Dedications: My four late friends Rory, Stan, Bryan, Jeff - shine on you crazy diamonds, they would have blogged too. Then theres Garry from Brisbane, Franco in Milan, Mike now in S.F. / my '60s-'80s gang: Ned & Joseph in Ireland; in England: Frank, Des, Guy, Clive, Joe & Joe, Ian, Ivan, Nick, David, Les, Stewart, the 3 Michaels / Catriona, Sally, Monica, Jean, Ella, Anne, Candie / and now: Daryl in N.Y., Jerry, John, Colin, Martin and Donal.

Saturday, 24 April 2010

People We Like: Capucine

Capucine [1928-1990] was one of the stars of the early '60s whose career didn't last that long but it was fascinating seeing her in those comedies and dramas where her fashion sense (she had been a model) made her one of those people like Kay Kendall or her friend Audrey Hepburn who wear clothes marvellously. Capucine's patrician looks and flair for haughty comedy was ideal for those two with Peter Sellers: THE PINK PANTHER in '63 and the delirious WHAT'S NEW PUSSYCAT in 1965.

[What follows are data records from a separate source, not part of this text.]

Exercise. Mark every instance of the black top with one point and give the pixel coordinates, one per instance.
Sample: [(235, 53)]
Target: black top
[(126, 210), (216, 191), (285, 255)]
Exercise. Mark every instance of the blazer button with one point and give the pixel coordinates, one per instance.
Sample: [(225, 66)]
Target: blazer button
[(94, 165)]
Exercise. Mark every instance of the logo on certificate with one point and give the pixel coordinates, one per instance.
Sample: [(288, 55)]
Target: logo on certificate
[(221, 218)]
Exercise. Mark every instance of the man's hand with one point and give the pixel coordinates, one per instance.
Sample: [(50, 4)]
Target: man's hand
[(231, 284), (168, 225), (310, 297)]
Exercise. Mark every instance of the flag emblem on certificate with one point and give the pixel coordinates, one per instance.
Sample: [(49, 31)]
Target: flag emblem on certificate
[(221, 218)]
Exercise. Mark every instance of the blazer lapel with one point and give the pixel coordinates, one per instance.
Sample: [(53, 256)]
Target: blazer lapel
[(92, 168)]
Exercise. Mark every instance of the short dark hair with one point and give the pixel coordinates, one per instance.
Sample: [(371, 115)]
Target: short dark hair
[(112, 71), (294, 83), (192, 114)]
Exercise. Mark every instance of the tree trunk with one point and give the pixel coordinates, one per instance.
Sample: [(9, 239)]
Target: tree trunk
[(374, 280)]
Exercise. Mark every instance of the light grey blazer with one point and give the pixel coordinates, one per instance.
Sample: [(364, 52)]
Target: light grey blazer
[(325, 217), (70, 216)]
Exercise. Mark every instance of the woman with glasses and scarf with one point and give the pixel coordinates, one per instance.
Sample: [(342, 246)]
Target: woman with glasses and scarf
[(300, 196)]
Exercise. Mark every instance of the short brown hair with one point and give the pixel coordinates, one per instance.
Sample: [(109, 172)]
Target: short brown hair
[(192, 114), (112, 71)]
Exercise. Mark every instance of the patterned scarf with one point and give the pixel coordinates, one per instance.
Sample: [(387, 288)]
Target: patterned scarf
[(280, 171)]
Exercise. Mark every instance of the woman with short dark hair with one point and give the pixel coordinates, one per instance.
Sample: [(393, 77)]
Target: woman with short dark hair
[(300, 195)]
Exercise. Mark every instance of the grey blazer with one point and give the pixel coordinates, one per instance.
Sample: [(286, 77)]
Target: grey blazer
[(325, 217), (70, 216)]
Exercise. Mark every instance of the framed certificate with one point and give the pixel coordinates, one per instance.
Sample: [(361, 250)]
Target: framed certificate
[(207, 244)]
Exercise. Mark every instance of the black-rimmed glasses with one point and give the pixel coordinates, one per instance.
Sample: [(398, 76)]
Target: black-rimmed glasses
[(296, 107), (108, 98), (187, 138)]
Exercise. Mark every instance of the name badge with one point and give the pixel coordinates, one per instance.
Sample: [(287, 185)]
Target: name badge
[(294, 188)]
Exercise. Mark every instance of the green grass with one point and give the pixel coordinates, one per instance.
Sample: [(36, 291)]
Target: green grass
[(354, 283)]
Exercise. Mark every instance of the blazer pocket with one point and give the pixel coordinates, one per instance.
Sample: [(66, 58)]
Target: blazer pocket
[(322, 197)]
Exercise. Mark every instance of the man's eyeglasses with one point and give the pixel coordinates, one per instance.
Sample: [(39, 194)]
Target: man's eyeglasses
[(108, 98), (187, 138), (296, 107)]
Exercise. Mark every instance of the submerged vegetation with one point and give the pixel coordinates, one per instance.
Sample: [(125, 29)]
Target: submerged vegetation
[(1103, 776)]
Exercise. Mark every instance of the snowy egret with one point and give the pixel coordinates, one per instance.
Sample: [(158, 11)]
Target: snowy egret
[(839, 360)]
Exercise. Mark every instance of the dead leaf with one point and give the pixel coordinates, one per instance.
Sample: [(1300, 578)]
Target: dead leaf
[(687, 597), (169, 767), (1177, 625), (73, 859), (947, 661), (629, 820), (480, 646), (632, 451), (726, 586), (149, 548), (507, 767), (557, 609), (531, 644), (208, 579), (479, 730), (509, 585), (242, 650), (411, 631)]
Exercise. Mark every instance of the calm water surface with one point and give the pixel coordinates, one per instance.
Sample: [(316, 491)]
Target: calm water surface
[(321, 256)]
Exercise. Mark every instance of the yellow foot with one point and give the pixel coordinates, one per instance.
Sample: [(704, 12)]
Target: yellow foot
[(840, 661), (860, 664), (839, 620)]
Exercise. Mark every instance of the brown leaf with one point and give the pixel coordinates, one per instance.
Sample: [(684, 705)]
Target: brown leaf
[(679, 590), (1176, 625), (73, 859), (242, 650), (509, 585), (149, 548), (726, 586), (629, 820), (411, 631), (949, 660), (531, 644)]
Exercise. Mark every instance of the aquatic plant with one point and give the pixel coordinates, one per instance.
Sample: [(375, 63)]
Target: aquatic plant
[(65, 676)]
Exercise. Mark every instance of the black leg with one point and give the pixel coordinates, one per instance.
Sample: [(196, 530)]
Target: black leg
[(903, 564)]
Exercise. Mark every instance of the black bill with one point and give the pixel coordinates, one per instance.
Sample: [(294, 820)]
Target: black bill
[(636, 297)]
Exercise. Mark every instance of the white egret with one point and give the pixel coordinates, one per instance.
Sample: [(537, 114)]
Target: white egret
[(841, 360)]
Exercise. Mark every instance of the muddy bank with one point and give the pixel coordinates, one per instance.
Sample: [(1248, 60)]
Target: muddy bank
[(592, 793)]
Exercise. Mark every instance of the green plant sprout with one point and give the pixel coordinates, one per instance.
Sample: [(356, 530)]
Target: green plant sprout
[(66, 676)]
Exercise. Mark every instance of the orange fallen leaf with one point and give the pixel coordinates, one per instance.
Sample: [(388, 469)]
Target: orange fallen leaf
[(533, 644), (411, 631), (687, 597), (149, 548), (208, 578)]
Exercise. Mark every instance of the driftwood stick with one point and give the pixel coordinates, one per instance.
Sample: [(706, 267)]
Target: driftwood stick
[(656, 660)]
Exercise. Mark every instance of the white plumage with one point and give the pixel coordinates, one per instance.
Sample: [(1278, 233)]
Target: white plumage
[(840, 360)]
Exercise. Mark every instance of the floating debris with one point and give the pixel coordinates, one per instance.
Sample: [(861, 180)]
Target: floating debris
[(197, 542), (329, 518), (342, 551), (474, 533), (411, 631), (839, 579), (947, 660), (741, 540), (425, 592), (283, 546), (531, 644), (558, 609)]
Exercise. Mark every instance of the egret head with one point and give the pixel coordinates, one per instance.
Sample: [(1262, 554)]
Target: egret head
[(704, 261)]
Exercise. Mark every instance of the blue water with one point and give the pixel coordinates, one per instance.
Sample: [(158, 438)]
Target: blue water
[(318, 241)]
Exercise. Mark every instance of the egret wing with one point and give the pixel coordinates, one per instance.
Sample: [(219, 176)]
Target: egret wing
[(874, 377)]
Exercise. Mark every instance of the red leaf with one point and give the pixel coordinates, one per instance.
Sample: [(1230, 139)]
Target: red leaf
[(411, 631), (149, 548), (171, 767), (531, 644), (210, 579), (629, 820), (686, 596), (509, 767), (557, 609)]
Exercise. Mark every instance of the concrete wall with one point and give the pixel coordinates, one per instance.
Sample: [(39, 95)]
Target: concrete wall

She was a protege of agent Charles Feldman and got her big break in SONG WITHOUT END with Dirk Bogarde in 1960. She and Bogarde were good friends [they were rumoued to be engaged, which was good publicity for both of them], and he writes about her in two of his books "Snakes and Ladders" and "Cleared For Takeoff". She holds her own well opposite John Wayne and Stewart Granger in the fun western NORTH TO ALASKA and her scenes with Fabian are amusing. WALK ON THE WILD SIDE in '62 is one of the great bad movies - Laurence Harvey did not get on with her here, but Stanwyck is great as the brothel owner wanting Capucine for herself, with young Jane Fonda and Anne Baxter also involved in this Edward Dmytryk farrago, great credits and Elmer Bernstein score.

Capucine was also involved with William Holden and they did two movies together: the interesting THE LION by Jack Cardiff in 1962 set in Africa where she is the wife of hunter Trevor Howard who asks former husband Holden to visit as their daughter is growing up wild and getting too attached to the lion of the title. Cardiff's memoir "Magic Hour" goes into the problems they had keeping Pamela Franklin safe when around the lion. Capucine was very effective as the Eurasian facing the death penalty in THE SEVENTH DAWN in '64 where Holden gets involved with the ridiculously young Susannah York. She was also featured as one of Rex Harrison's three lovers lured to his deathbed in Mankiewicz's under-regarded THE HONEYPOT in 1966, other roles were in FRAULEIN DOKTOR, she was amusing with Alberto Sordi in an episode of LE FATE, and in FELLINI SATYRICON, and had a small part in the Bronson-Delon-Mifune actioner RED SUN in 1971. She was then mostly in European movies which did not surface elsewhere - one I saw recently and liked was NEST OF VIPERS in '77, an overheated melodrama with a surprisingly good Senta Berger and Ornella Muti.

She had retreated to an apartment in Lausanne and did television, including a MURDER SHE WROTE in '85. She suffered from manic-depression and it seems she jumped from her 7th floor window, after feeding her pets. A sad end to a fascinating presence, but it will always be a pleasure to see her fending off Peter Sellers in re-runs of THE PINK PANTHER or WHATS NEW PUSSYCAT.